Mitigations

Based on our measurements and findings, we provide recommendations to help VA platform providers to enhance the trustworthiness of VA platforms

1. Enforcing skill behavior integrity throughout the skill life-cycle.

Our experiment shows that developers can arbitrarily change a skill’s functionality after the certification. We call this a content changing attack.

To prevent content changing attacks, a continuous certification/vetting process is required.
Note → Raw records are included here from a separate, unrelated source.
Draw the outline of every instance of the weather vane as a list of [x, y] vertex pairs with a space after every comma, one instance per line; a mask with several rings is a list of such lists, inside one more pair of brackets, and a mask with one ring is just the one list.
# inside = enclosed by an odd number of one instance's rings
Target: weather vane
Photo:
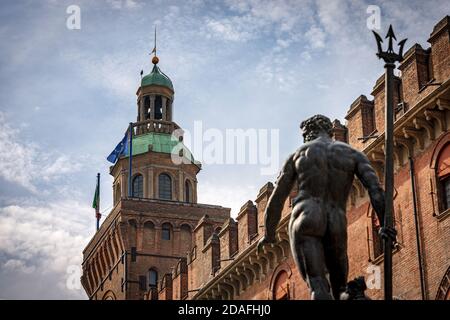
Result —
[[154, 53], [155, 55], [152, 58], [152, 63], [157, 64], [159, 62], [159, 58], [156, 56], [156, 25], [155, 25], [155, 46], [153, 47], [152, 52], [150, 54]]

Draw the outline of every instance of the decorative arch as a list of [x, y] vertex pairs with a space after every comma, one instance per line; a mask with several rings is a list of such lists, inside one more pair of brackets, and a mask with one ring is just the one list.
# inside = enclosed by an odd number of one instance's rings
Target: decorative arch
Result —
[[114, 294], [113, 291], [108, 290], [106, 291], [106, 293], [103, 295], [102, 300], [117, 300], [116, 299], [116, 295]]
[[441, 150], [445, 147], [446, 144], [450, 143], [450, 132], [444, 134], [439, 140], [436, 142], [436, 146], [434, 147], [433, 153], [430, 158], [430, 168], [435, 169], [436, 159], [439, 156]]
[[450, 266], [447, 268], [447, 271], [439, 284], [436, 300], [450, 300]]
[[173, 187], [172, 187], [172, 176], [163, 172], [158, 176], [158, 197], [163, 200], [172, 200], [173, 197]]
[[[450, 209], [450, 134], [445, 134], [436, 144], [430, 162], [430, 175], [434, 180], [435, 190], [431, 190], [437, 195], [438, 213]], [[434, 199], [433, 199], [434, 201]], [[434, 212], [436, 215], [436, 212]]]
[[290, 278], [292, 269], [287, 263], [278, 265], [272, 273], [269, 284], [270, 300], [289, 300], [292, 296]]
[[194, 227], [187, 222], [182, 222], [179, 226], [180, 226], [180, 229], [184, 228], [184, 229], [189, 229], [191, 231], [194, 230]]

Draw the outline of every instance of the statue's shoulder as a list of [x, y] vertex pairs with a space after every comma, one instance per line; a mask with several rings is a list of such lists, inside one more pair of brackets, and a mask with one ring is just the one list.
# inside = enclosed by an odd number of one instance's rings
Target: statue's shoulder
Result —
[[312, 142], [306, 142], [302, 144], [295, 152], [292, 154], [294, 158], [301, 157], [305, 154], [306, 150], [312, 147]]
[[352, 154], [360, 152], [360, 151], [356, 150], [355, 148], [353, 148], [348, 143], [345, 143], [342, 141], [333, 141], [333, 143], [331, 144], [331, 147], [334, 149], [344, 151], [344, 152], [350, 152]]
Whenever the developer makes a change to either the front-end or back-end, a re-certification process should be performed.

2. Ensuring description-to-functionality fidelity.

A skill’s full description describes the functionality and usage of the skill and may also include what data will be collected.

The minimum number of characters should be increased so that the developers are forced to explain the complete functionality that gives a better understanding about the skill and also can later be used by Amazon to check the consistency of the actual skill functionality against whats mentioned in the description.

VA platform providers may develop a tool to automatically measure the description- to-functionality fidelity of existing skills in VA marketplaces.

3. Automated skill testing

To strictly enforce security policies in the certification process, it is desirable to design a voice-based testing tool to automate the testing of third-party skills

VA platform providers may apply deep learning techniques to train a user simulation model to interact with third-party skills during the vetting.

However, to fundamentally address the problem, VA platform providers need to require skill developers to provide the permissions to view their back-end code. In this case, a code analysis can be performed, which could greatly increase the strength of the certification process.